Re: Assault Weapons Discussion
« Reply #10 on: August 12, 2015, 09:27:21 AM »
  Okay, so there's more to assault rifles being illegal than just the fact that they are fully automatic.

In general they also use a much larger caliber round with much more punch, i think most people would be shocked just how much more even the nato 5.56×45mm much less 7.62×51mm. In a lot of way its the definition of "You do not fucking need this" but carrying around such a weapons plays into Americans rape fantasy. I think deep down all these guys are waiting to re enact Red Dawn 84 or something equally unlikely. 

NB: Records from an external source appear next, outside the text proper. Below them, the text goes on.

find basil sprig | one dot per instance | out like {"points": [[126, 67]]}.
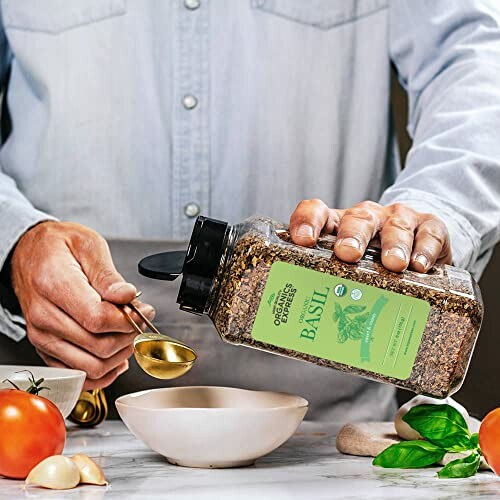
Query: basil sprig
{"points": [[443, 430]]}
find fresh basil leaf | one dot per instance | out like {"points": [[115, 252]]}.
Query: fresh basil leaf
{"points": [[462, 467], [409, 455], [442, 425], [474, 440]]}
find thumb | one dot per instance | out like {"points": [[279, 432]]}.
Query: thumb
{"points": [[93, 254]]}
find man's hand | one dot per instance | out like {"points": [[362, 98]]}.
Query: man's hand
{"points": [[408, 238], [66, 284]]}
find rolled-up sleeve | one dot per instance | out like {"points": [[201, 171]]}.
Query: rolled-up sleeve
{"points": [[447, 54], [17, 215]]}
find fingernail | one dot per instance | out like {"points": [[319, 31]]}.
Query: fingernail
{"points": [[120, 287], [305, 231], [124, 369], [150, 312], [350, 242], [422, 259], [397, 252]]}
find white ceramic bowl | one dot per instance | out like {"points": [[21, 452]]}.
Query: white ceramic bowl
{"points": [[211, 426], [65, 385]]}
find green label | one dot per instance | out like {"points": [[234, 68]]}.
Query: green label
{"points": [[340, 320]]}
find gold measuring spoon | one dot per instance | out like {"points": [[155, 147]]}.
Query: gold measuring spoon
{"points": [[91, 408], [157, 354]]}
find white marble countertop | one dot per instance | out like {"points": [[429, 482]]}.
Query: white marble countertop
{"points": [[308, 466]]}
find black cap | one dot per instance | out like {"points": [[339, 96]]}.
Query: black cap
{"points": [[198, 265]]}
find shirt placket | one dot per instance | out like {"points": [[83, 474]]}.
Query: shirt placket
{"points": [[190, 140]]}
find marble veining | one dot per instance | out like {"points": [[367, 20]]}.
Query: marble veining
{"points": [[307, 466]]}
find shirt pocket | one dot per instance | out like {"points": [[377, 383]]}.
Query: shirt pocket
{"points": [[322, 14], [56, 16]]}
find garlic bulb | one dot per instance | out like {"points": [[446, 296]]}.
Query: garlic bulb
{"points": [[405, 431], [56, 472], [90, 472]]}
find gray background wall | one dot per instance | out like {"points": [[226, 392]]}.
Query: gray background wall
{"points": [[479, 393]]}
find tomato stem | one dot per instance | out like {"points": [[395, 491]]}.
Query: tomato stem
{"points": [[35, 385]]}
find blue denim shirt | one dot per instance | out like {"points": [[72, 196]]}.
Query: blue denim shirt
{"points": [[130, 116]]}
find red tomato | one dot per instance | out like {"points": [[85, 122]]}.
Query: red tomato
{"points": [[31, 429], [489, 439]]}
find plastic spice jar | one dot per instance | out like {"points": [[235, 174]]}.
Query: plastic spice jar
{"points": [[416, 331]]}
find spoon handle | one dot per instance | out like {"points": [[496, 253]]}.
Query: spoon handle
{"points": [[143, 317]]}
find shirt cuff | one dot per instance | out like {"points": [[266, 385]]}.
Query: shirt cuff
{"points": [[15, 219], [465, 240]]}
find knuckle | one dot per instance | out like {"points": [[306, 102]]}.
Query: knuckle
{"points": [[399, 207], [95, 370], [400, 223], [105, 347], [362, 213], [436, 230], [313, 202], [104, 274], [94, 321], [368, 205], [44, 278]]}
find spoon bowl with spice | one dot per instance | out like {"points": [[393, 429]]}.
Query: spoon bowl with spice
{"points": [[159, 355]]}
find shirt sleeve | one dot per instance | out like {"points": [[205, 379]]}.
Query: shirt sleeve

And at the same time they are the most dangerous kind of half trained moppets, and yes lets assume they spend a lot of time at a gun range it probably still means they are training in a bunch of bad habits and mistakes. Hell there os plenty of futage from cops in Ferguson handling assault weapons like total fucking idiots.   

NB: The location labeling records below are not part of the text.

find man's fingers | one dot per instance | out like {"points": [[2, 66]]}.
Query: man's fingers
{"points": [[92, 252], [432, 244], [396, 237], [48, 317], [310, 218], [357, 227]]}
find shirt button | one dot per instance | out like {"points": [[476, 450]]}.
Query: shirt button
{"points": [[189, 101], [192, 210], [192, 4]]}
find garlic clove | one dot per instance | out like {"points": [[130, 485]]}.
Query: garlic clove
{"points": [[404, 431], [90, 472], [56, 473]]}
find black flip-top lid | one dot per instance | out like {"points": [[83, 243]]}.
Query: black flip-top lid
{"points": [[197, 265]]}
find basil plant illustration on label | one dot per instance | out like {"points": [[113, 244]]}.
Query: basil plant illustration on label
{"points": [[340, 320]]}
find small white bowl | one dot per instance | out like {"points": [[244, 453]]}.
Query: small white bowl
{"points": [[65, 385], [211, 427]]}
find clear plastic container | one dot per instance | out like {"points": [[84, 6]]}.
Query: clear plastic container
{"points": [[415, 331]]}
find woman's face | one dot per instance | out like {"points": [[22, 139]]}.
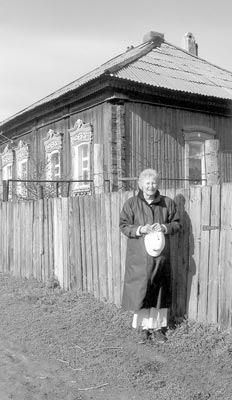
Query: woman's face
{"points": [[150, 186]]}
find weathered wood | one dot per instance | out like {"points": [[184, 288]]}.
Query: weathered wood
{"points": [[94, 249], [57, 235], [180, 284], [116, 248], [225, 257], [98, 167], [65, 241], [83, 243], [103, 239], [88, 244], [79, 241], [75, 244], [109, 246], [212, 161], [213, 285], [204, 258]]}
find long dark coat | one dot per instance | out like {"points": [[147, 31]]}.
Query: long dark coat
{"points": [[147, 278]]}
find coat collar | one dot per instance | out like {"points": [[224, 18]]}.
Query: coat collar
{"points": [[156, 198]]}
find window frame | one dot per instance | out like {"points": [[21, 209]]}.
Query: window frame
{"points": [[78, 172], [196, 134]]}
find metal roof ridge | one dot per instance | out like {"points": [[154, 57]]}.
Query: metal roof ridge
{"points": [[142, 50], [197, 57]]}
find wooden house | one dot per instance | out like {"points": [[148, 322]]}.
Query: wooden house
{"points": [[156, 105]]}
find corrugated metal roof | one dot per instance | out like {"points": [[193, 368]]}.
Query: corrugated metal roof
{"points": [[172, 68], [166, 66]]}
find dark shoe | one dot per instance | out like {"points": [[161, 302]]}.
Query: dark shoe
{"points": [[158, 337], [144, 336]]}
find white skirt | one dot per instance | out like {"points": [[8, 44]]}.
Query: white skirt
{"points": [[150, 318]]}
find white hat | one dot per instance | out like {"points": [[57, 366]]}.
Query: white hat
{"points": [[154, 243]]}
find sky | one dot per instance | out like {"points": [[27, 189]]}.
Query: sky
{"points": [[47, 44]]}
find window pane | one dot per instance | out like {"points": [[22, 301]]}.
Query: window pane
{"points": [[85, 150], [195, 150]]}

Offline eBadgerTopic starter

Re: Assault Weapons Discussion
« Reply #11 on: August 12, 2015, 10:15:38 AM »
Cool, let me know if someone ever says that.
until then assault weapon is the best one the media has, so that's what they will use. It conveys a mindset pretty well

That certainly seemed to equate a style of firearm with a given mindset.  Or am I reading that wrong? 

In the mean time, I'll just be wondering why weapons with such cosmetic changes are so popular, to the point they can apparently be synonymous with "modern".

I assume the same reason furniture, appliances, tools and most other things are moving away from wood and toward more comfortable, lighter, durable ergonomic designs that are easier to manufacture. 

Also what do you mean by peaceful? Aren't the oath keepers peaceful, in that they haven't shot anyone yet?

Do you feel they are?  Again, you'd have to link me an article before I could discuss any specific instance, but most of the open carry protests I'm aware of aren't trying to intrude into or create a violent situation or "guard" anyone, they're just being sensationalist. 

Skimmed the article. This stood out to me: "It was much the same in the early 1990s when Democrats created and then banned a category of guns they called “assault weapons.” that's not true, the term was used by the gun industry in marketing campaigns for about a decade before that. Not sure how accurate the rest of the article is, but that's a bad start.

NY Times is usually fairly reliable IMHO.  Yes, the term was used prior, but a huge issue surrounding the '94 ban revolved around defining the category, which I think is what they were trying to get at. 

In this case I do actually understand what you mean about the term, perhaps it shouldn't be used in the political scene, but I do think an alternate one is important, because such a trend does strike me as culturally significant.

What trend, specifically?

Offline Cycle

Re: Assault Weapons Discussion
« Reply #12 on: August 12, 2015, 06:57:59 PM »
I see the whole "don't use the term assault weapon" argument as something created and pushed by the NRA as a counter to gun control efforts.  Read this.  They want people to argue over what to call a weapon, instead of discussing whether it is appropriate to buy/sell/carry/use/possess said weapon.  It is a nice distraction tactic.

But no one has to buy into the NRA's game.  I certainly won't. The term assault weapon can, and will, still be used by me when I feel it is appropriate.